Just now the rich are having it all their own way; they can do the killing and the bludgeoning and the jailing—and it never occurs to them to think what an example they are setting to the workers, and what it will mean when the tables are turned, and the disinherited of the earth have their way for a while! It ought to be the chief function of educators to point out things like this to the public; but that would be “meddling in politics,” and we have seen that politics in colleges is a privilege reserved to presidents and trustees. There are going to be ferocious attacks made upon this book, and this seems as convenient a place as any in which to explain what they mean. Faculty members will rush forward to defend their institutions; in some cases, no doubt, there will be resolutions of protest, with many signatures. They will have some ammunition; for, of course no one can write a book of this size, full of such masses of facts, and not make a few slips of detail.
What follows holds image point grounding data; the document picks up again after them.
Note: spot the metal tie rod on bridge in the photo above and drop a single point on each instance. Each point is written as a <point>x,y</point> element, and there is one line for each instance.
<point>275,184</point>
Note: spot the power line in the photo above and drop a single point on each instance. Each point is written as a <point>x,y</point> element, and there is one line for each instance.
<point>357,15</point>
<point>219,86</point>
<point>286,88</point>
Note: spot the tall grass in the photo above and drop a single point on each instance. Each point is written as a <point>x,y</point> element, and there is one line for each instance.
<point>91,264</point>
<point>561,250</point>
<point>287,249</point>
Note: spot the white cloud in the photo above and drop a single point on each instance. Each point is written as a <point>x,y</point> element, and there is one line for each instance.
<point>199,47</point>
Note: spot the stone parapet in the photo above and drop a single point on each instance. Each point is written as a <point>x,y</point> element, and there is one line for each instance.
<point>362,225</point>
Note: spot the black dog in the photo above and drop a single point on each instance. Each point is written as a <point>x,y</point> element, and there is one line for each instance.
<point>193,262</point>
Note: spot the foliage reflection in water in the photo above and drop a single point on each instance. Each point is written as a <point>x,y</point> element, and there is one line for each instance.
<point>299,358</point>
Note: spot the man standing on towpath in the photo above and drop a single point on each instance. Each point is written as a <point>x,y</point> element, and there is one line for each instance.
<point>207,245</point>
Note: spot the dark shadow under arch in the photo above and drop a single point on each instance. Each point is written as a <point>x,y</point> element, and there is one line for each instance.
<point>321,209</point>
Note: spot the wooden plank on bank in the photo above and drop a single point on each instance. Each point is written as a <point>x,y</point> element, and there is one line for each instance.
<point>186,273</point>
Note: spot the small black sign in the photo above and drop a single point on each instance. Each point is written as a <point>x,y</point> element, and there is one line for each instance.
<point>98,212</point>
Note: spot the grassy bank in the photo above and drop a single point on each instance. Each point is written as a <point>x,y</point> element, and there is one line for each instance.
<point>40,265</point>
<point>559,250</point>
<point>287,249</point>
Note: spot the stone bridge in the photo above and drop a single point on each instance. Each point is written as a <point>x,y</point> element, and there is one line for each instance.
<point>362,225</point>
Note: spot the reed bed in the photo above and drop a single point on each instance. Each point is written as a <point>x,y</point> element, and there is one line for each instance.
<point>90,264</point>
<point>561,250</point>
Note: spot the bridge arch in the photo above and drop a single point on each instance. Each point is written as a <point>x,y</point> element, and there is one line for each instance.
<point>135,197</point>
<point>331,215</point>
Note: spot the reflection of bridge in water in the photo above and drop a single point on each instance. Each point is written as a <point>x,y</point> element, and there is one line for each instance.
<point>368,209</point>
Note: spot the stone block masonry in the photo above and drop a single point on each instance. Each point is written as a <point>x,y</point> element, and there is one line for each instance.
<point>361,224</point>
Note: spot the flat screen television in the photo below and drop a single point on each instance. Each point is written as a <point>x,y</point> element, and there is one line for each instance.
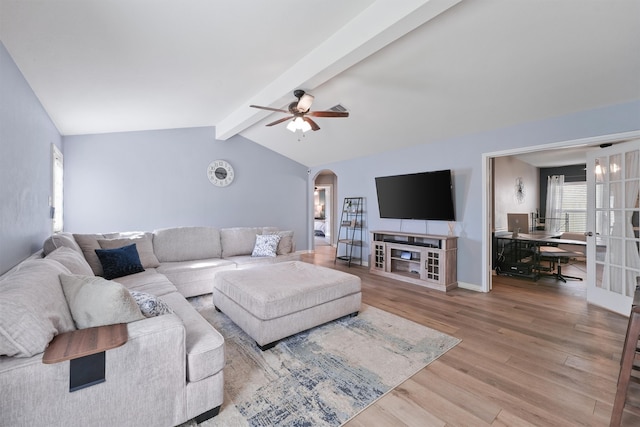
<point>424,195</point>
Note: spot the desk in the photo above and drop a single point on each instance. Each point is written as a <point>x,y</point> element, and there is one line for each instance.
<point>521,255</point>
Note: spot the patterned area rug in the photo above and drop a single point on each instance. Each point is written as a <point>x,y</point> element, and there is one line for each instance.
<point>321,377</point>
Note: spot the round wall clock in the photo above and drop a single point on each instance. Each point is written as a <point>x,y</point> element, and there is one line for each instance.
<point>220,173</point>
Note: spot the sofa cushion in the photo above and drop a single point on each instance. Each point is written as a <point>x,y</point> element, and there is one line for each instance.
<point>89,243</point>
<point>186,243</point>
<point>205,345</point>
<point>266,245</point>
<point>95,301</point>
<point>238,240</point>
<point>194,277</point>
<point>59,240</point>
<point>74,261</point>
<point>144,245</point>
<point>150,305</point>
<point>149,281</point>
<point>119,262</point>
<point>33,308</point>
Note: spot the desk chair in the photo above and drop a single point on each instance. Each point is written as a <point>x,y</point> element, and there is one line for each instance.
<point>555,255</point>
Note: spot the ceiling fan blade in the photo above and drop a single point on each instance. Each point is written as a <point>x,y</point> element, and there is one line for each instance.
<point>314,125</point>
<point>270,109</point>
<point>279,121</point>
<point>328,113</point>
<point>305,103</point>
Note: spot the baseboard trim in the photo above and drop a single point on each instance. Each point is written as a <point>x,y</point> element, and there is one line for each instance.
<point>470,286</point>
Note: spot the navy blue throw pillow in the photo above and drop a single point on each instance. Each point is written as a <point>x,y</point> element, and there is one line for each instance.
<point>120,262</point>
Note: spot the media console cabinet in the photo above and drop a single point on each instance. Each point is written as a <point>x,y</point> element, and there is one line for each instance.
<point>423,259</point>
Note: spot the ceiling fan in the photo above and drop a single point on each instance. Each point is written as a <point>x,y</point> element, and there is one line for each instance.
<point>300,113</point>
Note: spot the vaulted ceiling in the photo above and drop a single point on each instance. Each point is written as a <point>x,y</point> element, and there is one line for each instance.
<point>409,72</point>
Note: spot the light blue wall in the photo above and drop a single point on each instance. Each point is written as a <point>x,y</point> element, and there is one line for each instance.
<point>155,179</point>
<point>26,135</point>
<point>464,156</point>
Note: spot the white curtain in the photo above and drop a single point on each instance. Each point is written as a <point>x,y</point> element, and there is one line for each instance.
<point>553,216</point>
<point>632,163</point>
<point>622,250</point>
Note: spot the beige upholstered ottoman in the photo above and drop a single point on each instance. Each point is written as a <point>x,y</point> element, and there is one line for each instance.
<point>278,300</point>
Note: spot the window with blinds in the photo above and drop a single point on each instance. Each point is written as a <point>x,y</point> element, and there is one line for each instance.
<point>574,205</point>
<point>57,193</point>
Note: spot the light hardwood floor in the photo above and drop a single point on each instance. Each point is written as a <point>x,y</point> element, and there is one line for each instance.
<point>532,354</point>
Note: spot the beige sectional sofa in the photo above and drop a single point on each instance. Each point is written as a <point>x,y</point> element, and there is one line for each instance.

These will be taken up and magnified into gigantic blunders, and denunciation of them spread broadcast in the capitalist press. When you read these things, bear one circumstance in mind: that any young professor who wants to become a dean in a hurry, who has a vision of himself selected as president in the course of a few years, will know that he can find no more certain way to win favor with his overlords than to find something wrong with this book, and then tell about it gallantly!